Really? Causing the price of a product to drop from $2000/lb wholesale to ~$700-$800/lb when production costs can range from $10,000-$20,000/month+licensing fees destroyed an industry? I'm shocked I tell you utterly shocked.
Its funny because actual dealers, at least the ones I've known, are usually really good at math. But the one variable nobody can calculate is always government, so here we are.
 
I'm old enough to remember when "legalizing weed will drive prices down to cheaper than illegal prices, thus further incentivizing people to buy weed legally" was a main selling point of the whole thing.
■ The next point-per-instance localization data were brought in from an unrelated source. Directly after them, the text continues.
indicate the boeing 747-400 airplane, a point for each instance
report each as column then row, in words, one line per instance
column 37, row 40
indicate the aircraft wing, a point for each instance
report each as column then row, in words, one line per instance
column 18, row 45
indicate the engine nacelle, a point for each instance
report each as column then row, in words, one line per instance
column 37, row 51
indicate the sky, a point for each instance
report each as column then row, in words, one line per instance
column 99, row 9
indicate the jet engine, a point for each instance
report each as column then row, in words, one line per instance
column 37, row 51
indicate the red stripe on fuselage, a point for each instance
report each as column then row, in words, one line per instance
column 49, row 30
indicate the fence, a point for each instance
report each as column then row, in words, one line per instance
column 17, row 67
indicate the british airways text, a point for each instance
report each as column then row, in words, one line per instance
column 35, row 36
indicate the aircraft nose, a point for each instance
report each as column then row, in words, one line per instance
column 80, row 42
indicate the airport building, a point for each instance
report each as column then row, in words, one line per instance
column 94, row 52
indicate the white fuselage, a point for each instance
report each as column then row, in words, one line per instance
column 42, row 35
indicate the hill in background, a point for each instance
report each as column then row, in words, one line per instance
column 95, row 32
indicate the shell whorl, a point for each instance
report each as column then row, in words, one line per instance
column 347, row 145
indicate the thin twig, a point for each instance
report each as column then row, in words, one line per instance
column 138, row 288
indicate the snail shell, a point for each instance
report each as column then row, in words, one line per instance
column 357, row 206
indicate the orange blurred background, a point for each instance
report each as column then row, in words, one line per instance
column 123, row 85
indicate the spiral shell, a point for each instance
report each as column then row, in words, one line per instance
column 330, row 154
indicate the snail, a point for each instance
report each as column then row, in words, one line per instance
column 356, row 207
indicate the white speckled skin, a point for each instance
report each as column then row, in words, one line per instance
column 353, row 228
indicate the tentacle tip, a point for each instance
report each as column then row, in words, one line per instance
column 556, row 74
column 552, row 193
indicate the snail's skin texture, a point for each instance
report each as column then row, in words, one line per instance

I stopped supporting the legal weed grifters when I realized how much it was just that, a grift. Any state that has legalized it has just seen cartels fronting as VCs and actual VCs made up of retards sinking millions of dollars into startups and the entire thing is just a moneymaking scheme the same way drug dealing ever was.

Just fucking legalize the plant for home growing you faggots.
The dumbest thing ever was letting the government get involved. All I've ever wanted is to not get hastled and grow my weed. I don't need a store, dabs, name brand edibles...it's all fucking gay.